Segundo alguns economistas, o Banco Central deveria ser mais “comedido” no seu ciclo de alta dos juros, pois, além da inflação, existe a questão cambial. Um estudo realizado para os emergentes, Brasil, China, Índia, México, Turquia, Coréia do Sul e África do Sul, constatou que o maior perdedor da guerra cambial foi o Brasil que apresentou a maior inflação, o maior juro e a maior apreciação cambial. Aliás, tanto interna quanto externamente, este assunto nunca foi tão discutido. A guerra do câmbio voltou à tona com a visita do presidente chinês aos Estados Unidos esta semana.
Nesse encontro, para aliviar a tensão entre os dois países, a China prometeu importar US$ 45 bilhões em produtos americanos. Segundo os EUA, os acordos com os chineses deverão criar internamente 235 mil empregos. Mas, em relação à questão cambial, não houve avanços.

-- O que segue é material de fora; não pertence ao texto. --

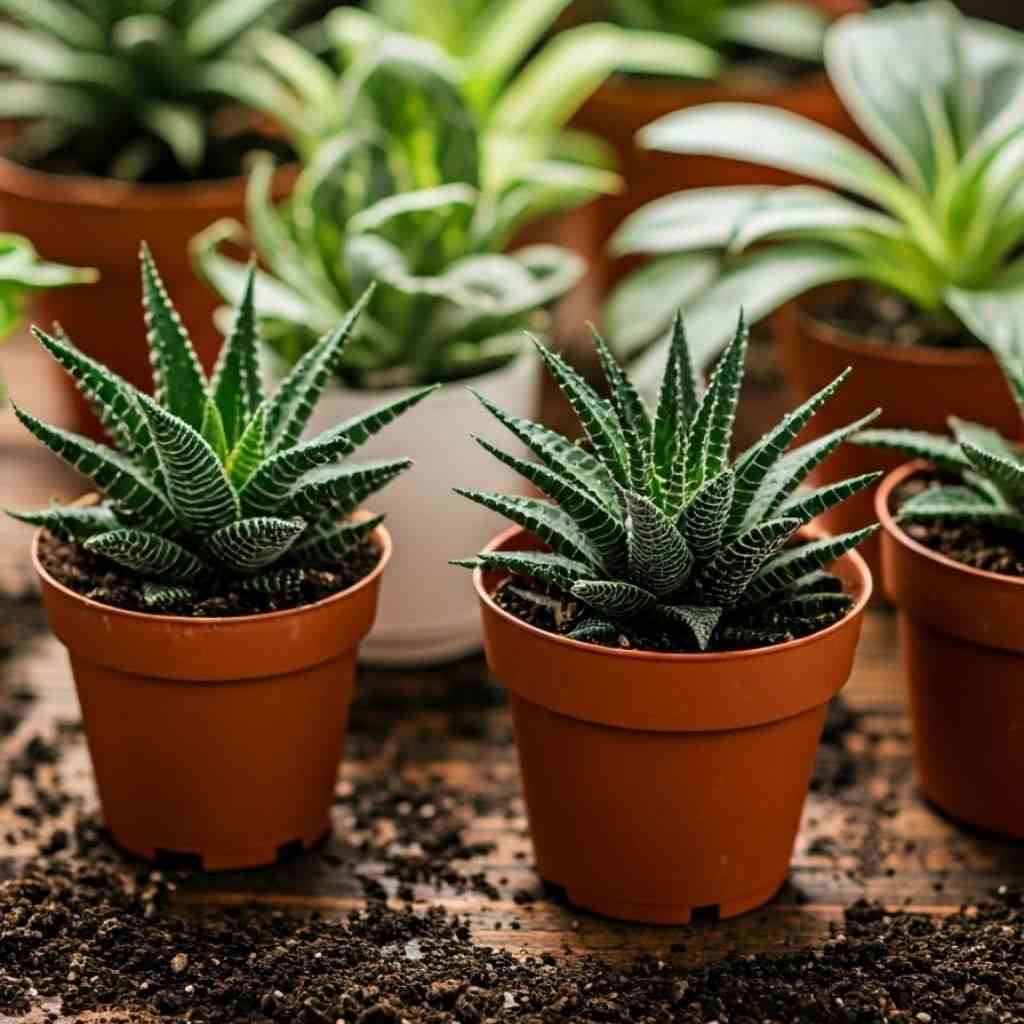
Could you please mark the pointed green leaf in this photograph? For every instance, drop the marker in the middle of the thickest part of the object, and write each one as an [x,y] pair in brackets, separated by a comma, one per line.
[330,543]
[791,565]
[178,381]
[197,484]
[725,579]
[702,521]
[698,622]
[613,597]
[659,558]
[236,385]
[249,545]
[290,409]
[546,521]
[148,553]
[598,419]
[135,497]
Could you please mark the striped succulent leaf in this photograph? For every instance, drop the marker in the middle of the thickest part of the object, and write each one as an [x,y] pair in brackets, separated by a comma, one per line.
[200,489]
[989,469]
[654,537]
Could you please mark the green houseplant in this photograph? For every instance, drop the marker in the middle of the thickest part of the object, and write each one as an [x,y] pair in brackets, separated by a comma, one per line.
[133,125]
[924,242]
[662,621]
[218,538]
[400,199]
[953,540]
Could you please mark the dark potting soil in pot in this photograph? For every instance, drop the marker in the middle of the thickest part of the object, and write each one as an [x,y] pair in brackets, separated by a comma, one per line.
[980,547]
[540,606]
[100,580]
[876,314]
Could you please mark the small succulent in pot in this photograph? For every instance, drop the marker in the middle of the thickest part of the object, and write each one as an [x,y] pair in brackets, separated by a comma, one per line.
[979,479]
[132,89]
[932,227]
[657,541]
[209,489]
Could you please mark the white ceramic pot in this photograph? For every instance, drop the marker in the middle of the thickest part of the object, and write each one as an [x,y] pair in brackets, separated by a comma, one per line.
[428,609]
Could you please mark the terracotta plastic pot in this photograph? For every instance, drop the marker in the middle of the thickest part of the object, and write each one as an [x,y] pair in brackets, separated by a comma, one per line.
[87,221]
[916,387]
[660,783]
[962,632]
[217,739]
[431,615]
[626,103]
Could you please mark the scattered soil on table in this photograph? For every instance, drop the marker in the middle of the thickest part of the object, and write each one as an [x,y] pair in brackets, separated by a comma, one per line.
[554,612]
[876,314]
[100,580]
[981,547]
[97,938]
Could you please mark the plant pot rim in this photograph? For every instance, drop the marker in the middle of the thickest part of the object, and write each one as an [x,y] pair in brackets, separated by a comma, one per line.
[863,348]
[381,535]
[92,190]
[886,487]
[861,597]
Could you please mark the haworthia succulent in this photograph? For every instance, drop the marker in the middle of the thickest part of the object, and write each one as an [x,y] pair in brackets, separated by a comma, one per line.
[195,495]
[654,537]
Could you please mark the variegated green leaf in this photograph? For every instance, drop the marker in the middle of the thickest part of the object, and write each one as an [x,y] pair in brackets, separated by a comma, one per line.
[250,545]
[236,386]
[659,558]
[546,521]
[71,522]
[556,570]
[943,452]
[613,598]
[806,506]
[177,376]
[597,417]
[273,480]
[136,499]
[595,631]
[788,566]
[702,521]
[755,465]
[597,521]
[150,554]
[163,597]
[558,454]
[329,543]
[198,487]
[724,580]
[698,622]
[338,493]
[290,409]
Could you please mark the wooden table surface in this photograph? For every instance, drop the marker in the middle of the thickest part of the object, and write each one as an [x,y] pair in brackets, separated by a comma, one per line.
[444,732]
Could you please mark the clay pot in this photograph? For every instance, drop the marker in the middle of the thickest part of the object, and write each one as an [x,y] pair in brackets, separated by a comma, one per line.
[87,221]
[916,387]
[659,783]
[626,103]
[215,739]
[962,633]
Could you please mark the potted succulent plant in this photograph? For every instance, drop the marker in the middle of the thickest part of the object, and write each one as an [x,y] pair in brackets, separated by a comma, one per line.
[132,129]
[213,598]
[671,635]
[927,238]
[952,552]
[769,52]
[404,203]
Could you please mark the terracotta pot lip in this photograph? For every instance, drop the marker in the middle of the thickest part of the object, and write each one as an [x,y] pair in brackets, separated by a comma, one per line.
[892,480]
[91,190]
[381,535]
[865,585]
[863,348]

O governo chinês se mostrou pouco preocupado com a pressão norte-americana em relação à valorização do yuan. O presidente, Hu Jintao, declarou que um sistema monetário baseado no dólar é “produto do passado”. Nada o convence a valorizar sua moeda, nem mesmo o assombroso monstro da inflação, levantado pelos Estados Unidos.
A participação da China na economia norte-americana tem aumentado bastante nos últimos anos. Em 2010, as empresas chinesas gastaram, em projetos e aquisições, US$ 4,9 bilhões nos EUA, frente a US$ 2,2 bilhões em 2009. Além disso, o país é o maior detentor de títulos do Tesouro americano. Investindo também na agricultura desde 2002, os chineses entraram no cultivo de cítricos através do aumento da área cultivada e vêm incomodando os agricultores norte-americanos. A Flórida, principal estado produtor de laranjas do país, encomendou uma investigação de como os chineses planejam se tornar uma potência neste setor que é dominado atualmente pelo Brasil, com 55% do mercado, e pela Flórida, com 30%.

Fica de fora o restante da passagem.